Roman à l'atmosphère glaciale et hypnotique, Filles oscille entre le polar et le drame psychologique avec un talent égal bien que l'enquête sur la disparition de Janice Tanner soit avant tout le prétexte au dévoilement des blessures intimes de Jack et de sa femme, Fanny. Couple brisé par la mort de leur bébé et par le voile qu'ils ont jeté sur ce décès dont ils refusent de se rappeler les circonstances et dont ils ne savent plus s'il a été provoqué par la négligence, l'emportement de l'un ou de l'autre d'entre eux ou simplement par la fatalité.
En enquêtant, Jack ne cherche point le rachat, ce qui serait trop facile, mais une manière d'exutoire à sa frustration et à sa peine, au délitement inexorable de son couple, et sans doute aussi à se punir un peu.
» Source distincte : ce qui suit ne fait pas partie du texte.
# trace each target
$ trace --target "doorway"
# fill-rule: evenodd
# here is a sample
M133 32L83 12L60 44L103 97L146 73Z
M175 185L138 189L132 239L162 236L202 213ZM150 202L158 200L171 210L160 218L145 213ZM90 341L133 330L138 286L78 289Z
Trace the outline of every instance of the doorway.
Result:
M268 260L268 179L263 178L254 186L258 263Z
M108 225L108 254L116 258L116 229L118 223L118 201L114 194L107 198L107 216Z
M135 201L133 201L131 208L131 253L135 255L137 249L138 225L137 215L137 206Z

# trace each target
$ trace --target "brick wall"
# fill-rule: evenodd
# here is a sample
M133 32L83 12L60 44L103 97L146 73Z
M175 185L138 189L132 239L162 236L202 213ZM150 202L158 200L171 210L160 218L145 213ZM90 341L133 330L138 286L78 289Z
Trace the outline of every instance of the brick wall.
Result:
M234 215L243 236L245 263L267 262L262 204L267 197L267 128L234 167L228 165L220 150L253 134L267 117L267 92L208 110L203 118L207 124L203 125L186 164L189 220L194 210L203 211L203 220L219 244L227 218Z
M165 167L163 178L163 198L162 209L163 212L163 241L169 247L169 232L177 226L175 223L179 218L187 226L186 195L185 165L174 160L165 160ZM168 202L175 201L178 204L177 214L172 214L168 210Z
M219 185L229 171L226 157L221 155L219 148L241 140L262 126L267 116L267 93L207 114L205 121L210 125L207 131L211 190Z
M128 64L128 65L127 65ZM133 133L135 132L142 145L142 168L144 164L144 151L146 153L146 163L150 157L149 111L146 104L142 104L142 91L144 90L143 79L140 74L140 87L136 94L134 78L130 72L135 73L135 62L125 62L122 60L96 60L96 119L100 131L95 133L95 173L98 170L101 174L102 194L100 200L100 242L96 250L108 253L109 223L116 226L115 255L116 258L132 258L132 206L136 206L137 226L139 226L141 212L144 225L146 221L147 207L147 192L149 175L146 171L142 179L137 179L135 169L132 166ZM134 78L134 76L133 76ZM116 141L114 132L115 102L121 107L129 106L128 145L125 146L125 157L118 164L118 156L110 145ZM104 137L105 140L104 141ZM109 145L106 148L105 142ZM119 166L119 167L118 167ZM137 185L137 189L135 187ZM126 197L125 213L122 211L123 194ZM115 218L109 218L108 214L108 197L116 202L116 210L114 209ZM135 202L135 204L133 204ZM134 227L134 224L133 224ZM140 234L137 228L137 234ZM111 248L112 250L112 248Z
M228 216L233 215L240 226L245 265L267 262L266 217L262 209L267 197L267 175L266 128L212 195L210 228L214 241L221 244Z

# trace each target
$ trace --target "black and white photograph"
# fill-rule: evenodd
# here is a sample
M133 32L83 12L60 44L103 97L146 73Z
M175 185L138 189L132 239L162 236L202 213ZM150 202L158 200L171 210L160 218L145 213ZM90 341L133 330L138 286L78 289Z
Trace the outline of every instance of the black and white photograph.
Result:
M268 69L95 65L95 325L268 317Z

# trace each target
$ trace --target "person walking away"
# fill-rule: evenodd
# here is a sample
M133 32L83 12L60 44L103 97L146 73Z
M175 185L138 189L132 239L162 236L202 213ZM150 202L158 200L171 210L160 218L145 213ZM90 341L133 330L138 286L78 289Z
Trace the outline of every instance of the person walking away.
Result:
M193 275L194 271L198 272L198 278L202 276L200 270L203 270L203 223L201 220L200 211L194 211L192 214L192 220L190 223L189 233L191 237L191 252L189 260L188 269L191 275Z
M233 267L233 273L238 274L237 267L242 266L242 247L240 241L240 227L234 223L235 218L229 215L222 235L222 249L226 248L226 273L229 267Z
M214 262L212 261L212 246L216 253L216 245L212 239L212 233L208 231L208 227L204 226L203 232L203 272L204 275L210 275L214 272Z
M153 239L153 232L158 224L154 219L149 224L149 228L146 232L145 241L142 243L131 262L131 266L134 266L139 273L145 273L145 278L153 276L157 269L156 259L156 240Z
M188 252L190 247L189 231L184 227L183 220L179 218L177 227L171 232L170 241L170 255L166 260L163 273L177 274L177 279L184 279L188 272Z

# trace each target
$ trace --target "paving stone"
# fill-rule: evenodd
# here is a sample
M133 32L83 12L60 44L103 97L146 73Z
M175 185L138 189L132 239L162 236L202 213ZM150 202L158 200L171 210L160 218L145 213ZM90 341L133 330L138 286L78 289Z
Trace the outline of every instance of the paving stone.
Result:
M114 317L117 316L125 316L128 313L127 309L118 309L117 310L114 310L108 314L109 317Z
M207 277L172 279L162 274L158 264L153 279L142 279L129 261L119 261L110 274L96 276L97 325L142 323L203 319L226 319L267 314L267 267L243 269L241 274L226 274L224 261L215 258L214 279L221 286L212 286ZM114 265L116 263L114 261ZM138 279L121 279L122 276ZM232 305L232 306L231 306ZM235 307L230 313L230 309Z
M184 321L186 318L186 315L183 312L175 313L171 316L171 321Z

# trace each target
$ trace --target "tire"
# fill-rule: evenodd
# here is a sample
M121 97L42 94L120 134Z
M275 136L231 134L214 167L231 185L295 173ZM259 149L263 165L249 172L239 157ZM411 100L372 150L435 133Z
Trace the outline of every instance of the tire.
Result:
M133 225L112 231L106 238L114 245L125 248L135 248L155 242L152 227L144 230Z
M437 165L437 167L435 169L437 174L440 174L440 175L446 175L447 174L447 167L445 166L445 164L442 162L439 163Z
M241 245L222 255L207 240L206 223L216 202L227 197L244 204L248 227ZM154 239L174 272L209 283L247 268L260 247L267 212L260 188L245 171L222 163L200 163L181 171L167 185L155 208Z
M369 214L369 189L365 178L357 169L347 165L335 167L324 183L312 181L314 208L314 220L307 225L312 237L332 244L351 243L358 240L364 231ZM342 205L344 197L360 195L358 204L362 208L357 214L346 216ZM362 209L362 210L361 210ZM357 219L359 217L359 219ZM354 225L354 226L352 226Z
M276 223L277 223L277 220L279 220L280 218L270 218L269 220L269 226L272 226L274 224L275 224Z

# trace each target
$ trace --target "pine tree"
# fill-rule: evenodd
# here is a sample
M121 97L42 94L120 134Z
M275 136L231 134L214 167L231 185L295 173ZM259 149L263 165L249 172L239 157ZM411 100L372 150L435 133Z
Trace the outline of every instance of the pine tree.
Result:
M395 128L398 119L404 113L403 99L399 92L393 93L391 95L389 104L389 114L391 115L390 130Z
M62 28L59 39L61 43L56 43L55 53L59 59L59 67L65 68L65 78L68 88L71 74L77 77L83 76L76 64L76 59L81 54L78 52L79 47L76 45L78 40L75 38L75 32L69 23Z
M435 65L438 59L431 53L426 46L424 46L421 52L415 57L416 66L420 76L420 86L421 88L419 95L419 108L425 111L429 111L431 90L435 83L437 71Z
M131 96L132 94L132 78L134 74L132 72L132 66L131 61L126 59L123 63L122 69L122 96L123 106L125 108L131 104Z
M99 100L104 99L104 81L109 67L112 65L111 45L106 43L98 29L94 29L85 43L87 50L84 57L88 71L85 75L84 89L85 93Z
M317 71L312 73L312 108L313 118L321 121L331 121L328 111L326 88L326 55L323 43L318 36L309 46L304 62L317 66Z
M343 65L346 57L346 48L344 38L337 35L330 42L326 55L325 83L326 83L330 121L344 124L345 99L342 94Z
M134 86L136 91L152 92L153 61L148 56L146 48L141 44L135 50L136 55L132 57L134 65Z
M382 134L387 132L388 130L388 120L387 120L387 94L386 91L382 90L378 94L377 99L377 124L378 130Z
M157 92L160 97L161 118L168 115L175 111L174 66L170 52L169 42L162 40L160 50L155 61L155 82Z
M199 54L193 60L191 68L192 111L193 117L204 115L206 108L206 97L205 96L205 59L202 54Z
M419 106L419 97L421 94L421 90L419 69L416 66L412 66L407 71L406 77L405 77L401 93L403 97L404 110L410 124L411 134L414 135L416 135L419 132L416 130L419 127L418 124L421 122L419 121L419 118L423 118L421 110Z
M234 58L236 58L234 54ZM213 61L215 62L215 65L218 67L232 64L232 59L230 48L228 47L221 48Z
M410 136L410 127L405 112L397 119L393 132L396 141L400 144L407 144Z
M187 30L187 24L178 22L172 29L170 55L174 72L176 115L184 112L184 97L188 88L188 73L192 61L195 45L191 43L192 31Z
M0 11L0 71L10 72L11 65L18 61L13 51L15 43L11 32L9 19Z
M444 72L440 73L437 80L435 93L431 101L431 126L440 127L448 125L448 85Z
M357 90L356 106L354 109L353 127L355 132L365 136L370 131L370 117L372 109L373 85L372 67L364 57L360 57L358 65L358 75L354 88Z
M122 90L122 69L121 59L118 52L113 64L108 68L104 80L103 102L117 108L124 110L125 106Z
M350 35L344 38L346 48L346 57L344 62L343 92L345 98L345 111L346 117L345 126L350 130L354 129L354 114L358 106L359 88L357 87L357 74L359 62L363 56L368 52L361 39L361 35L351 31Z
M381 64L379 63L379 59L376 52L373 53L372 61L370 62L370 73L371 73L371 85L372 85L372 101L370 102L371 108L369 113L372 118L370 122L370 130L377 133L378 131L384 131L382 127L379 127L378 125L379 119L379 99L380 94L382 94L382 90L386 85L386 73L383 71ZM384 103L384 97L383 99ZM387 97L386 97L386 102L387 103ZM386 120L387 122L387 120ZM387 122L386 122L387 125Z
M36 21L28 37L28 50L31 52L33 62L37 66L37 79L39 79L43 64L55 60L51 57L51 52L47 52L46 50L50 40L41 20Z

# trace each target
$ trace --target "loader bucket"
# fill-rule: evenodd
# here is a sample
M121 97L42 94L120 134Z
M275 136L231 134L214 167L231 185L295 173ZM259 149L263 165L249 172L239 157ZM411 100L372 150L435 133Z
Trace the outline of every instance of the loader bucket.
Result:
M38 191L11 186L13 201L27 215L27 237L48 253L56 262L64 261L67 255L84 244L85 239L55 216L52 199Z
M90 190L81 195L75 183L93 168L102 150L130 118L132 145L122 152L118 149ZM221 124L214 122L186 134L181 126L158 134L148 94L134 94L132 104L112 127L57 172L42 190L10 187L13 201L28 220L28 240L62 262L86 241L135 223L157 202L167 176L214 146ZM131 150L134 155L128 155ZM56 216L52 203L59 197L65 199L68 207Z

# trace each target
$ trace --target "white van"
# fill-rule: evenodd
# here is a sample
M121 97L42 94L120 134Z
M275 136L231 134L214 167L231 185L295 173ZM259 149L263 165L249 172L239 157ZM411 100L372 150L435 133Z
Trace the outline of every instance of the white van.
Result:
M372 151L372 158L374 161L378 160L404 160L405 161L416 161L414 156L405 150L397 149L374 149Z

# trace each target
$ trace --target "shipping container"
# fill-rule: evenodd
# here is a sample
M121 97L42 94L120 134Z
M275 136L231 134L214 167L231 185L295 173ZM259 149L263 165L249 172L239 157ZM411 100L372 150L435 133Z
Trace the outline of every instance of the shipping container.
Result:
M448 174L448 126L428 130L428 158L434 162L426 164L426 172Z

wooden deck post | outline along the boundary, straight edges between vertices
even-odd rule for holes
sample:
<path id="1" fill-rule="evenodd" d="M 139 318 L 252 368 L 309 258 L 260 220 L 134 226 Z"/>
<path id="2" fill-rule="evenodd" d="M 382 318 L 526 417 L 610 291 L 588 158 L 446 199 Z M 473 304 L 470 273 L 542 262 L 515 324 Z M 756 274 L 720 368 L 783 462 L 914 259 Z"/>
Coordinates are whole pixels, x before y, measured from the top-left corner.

Tout ici se fait écho : la disparition de Janice Tanner fait donc écho à celle du bébé de Jack et Fanny, l'hiver glacial et interminable aux coeurs définitivement gelés de Jack et Fanny, le travail de protection des étudiants à l'incapacité de Jack à protéger sa propre famille et à sauver son couple.
Roman du désespoir et de l'absence, Filles n'est pas un livre qui réconforte le lecteur. Frederick Busch y parle de l'amour, certes, mais surtout de la souffrance qu'il entraîne en disparaissant, et nous montre à travers Jack et Fanny comment la gangue de douleur créée par l'absence, le soupçon et la culpabilité rend les hommes durs et éveillent en eux ce qu'ils peuvent avoir de mauvais, la tentation de faire souffrir l'autre pour ne pas être seul à avoir mal. Quelques lueurs d'espoirs existent et brillent parfois au fil du roman, mais Frederick Busch a tôt fait de les voiler elles-aussi et démontre une grande capacité à mettre mal à l'aise et à bouleverser le lecteur. Âpre mais généreux à sa manière, Filles mérite sans nul doute la bonne réputation qui est la sienne et l'on ne peut que se réjouir qu'il soit aujourd'hui disponible en poche.

Lien : http://www.encoredunoir.com/..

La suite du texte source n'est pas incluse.